Delay is generally always bad for plaintiffs in lawsuits, and that's particularly true here where the motion Google wants to delay is one that would require Google to start paying Vringo royalties. In my January 3 article, I said:
I find [Google's request for postponement] abnormal, as judges frequently prefer to address all post-trial motions at once ... I expect the judge will deny Google's request to postpone the resolution of Vringo's post-trial motion for ongoing royalties
Now that almost three weeks have passed since Google's postponement motion was fully briefed, I believe my prediction is increasingly being proven correct that the Judge will indeed not grant Google's request. The Judge has proven himself capable of being immediately responsive to motions of the parties, including for example granting the parties request for an expedited briefing schedule on Monday, December 24, which was Christmas Eve, when the parties had just made the motion on Friday, December 21. That was a very quick response from the Court, on the eve of a Federal holiday nonetheless, and indicates to me he is not failing to pay attention to this case nor is he incapable of making fast decisions on motions regarding scheduling.
Thus, if the Judge wanted to grant Google's motion to postpone consideration of Vringo's motion for post-judgment royalties, I strongly believe he would have already done so by now. The fact that he hasn't, signals to me that he won't. Therefore, Google's response to Vringo's motion for post-judgment royalties remains due this Friday, January 25, and Vringo's reply brief in further support of its motion remains due February 15. At that point, the issue will be in the Judge's hands.

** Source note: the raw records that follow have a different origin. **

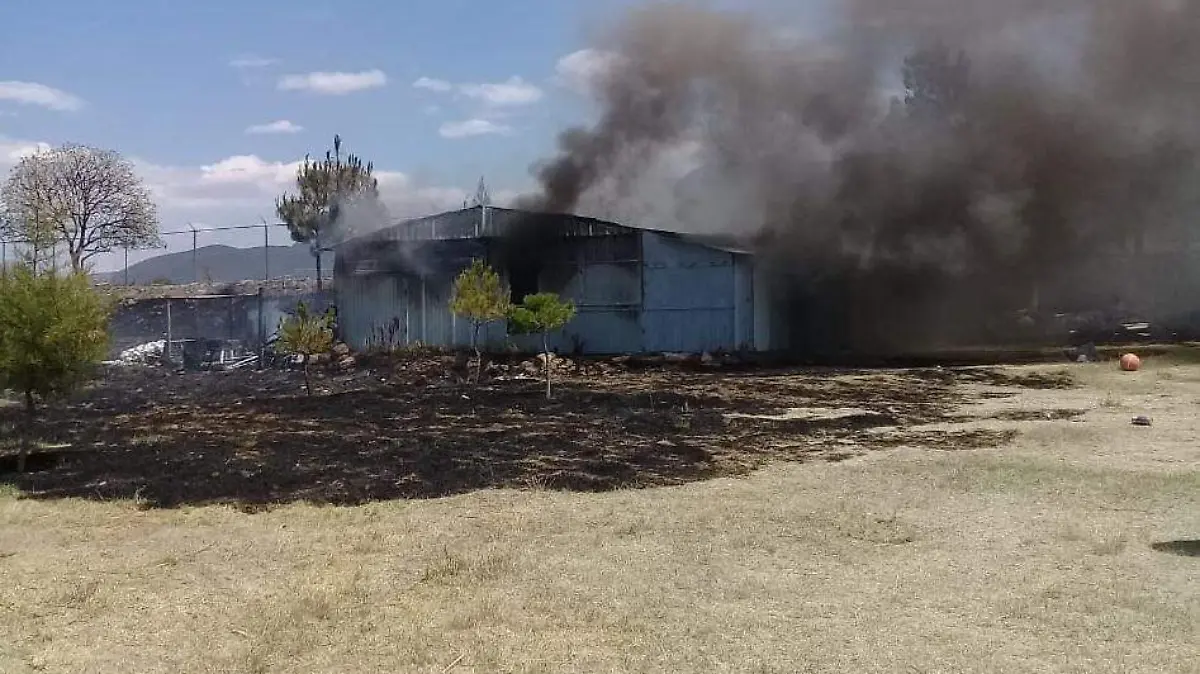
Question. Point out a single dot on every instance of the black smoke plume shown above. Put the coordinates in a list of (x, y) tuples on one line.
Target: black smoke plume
[(922, 169)]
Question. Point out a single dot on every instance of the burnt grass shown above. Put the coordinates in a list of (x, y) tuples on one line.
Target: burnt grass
[(414, 428)]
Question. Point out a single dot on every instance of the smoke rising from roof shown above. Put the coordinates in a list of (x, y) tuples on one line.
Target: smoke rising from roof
[(1021, 139)]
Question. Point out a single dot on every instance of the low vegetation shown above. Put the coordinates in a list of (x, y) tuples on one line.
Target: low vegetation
[(480, 298), (541, 314), (53, 332), (306, 335)]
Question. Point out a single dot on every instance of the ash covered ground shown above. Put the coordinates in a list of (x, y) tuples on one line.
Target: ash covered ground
[(414, 427)]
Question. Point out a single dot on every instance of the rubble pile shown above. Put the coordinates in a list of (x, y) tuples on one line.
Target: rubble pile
[(143, 354)]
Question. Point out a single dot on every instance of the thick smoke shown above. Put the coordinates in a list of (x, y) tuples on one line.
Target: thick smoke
[(917, 172)]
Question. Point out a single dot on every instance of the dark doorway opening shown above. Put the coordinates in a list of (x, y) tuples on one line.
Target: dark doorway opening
[(523, 280)]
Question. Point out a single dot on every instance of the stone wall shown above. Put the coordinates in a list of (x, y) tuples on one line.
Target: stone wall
[(233, 317)]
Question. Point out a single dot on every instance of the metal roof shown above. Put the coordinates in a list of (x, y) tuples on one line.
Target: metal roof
[(493, 222)]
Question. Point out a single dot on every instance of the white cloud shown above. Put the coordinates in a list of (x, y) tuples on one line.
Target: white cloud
[(586, 70), (281, 126), (252, 61), (334, 83), (515, 91), (240, 191), (34, 94), (11, 151), (468, 128), (432, 84)]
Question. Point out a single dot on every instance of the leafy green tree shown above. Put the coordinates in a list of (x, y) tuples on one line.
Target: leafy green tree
[(328, 191), (305, 334), (543, 313), (53, 332), (480, 298)]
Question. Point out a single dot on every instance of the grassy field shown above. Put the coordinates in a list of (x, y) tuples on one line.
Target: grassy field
[(1037, 554)]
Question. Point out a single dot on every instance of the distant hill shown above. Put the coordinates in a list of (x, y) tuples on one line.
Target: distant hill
[(223, 264)]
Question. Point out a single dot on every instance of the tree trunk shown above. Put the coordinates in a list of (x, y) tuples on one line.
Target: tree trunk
[(27, 438), (545, 351)]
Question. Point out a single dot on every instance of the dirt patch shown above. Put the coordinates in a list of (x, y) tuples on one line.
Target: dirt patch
[(1182, 548)]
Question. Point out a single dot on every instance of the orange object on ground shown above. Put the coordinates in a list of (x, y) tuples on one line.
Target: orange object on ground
[(1129, 362)]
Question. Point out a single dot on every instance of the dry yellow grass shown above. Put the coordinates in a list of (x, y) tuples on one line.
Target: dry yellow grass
[(1032, 558)]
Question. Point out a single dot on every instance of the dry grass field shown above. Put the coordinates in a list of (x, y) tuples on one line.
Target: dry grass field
[(667, 521)]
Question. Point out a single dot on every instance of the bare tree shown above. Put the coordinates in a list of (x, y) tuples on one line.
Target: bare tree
[(89, 200), (483, 194), (27, 212)]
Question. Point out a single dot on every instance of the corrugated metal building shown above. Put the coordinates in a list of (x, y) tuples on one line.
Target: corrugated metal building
[(636, 290)]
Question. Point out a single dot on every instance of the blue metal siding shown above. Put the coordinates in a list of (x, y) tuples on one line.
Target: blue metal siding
[(664, 294), (689, 296)]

Of course, he could grant Google's postponement request at any time, he could decide later to have a hearing on the post-judgment royalty issue, he could decide to hold it in abeyance until the other motions are decided, he could deny Vringo's request altogether, etc. It's his court and he can do what he pleases when he pleases. The point of this article is to merely say that it is becoming increasingly clear to me that Google's attempt to delay consideration of Vringo's motion for post-judgment royalties has been unsuccessful and that this is good news for Vringo.

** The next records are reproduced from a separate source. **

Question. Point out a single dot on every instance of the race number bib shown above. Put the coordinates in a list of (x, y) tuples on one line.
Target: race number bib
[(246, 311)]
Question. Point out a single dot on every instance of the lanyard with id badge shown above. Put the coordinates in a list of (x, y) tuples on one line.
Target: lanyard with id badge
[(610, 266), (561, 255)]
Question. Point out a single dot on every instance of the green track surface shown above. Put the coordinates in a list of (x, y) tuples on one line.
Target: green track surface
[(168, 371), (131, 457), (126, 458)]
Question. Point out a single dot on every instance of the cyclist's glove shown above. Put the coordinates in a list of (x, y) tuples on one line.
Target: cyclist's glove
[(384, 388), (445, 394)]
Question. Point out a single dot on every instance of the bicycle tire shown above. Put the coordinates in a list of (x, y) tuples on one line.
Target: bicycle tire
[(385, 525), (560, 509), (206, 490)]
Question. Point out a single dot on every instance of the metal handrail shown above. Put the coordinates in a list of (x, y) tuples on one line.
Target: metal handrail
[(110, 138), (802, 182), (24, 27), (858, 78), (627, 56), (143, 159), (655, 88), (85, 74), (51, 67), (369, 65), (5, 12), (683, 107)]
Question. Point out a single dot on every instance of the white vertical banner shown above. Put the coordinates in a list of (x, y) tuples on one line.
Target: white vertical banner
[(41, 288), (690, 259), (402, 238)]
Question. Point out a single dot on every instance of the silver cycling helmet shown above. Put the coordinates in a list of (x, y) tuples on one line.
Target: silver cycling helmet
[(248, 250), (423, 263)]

I have not come to a final conclusion on the merits of Vringo's motion for post-judgment royalties, or any of the other post-trial motions, as they have not yet been fully briefed. Once they are, I hope to have the time to do so. However, I do believe the judge's ignoring Google's postponement request is a good sign for VRNG. As I disclose herein, I am long VRNG as of the submission of this article to the Seeking Alpha editors (VRNG is at 3.22) and my personal opinion at the moment it has a fair value of about 3.55-3.70. I'm not a financial advisor, and that is not a suggestoin to any one to buy or sell VRNG. I merely state it because the Seeking Alpha editors have asked me to do so.
Disclosure: I am long VRNG. I wrote this article myself, and it expresses my own opinions. I am not receiving compensation for it (other than from Seeking Alpha). I have no business relationship with any company whose stock is mentioned in this article.
Additional disclosure: This content was originally issued as a Ravicher Report on January 19, 2013. It is now being made available for free to the public for the first time here. VRNG is, in my opinion, highly volatile, as is the litigation process in which it is involved and, therefore, I may change my position in VRNG at any moment for any reason or no reason at all. Please see all my previous articles, including specifically those linked to herein, for additional disclosures.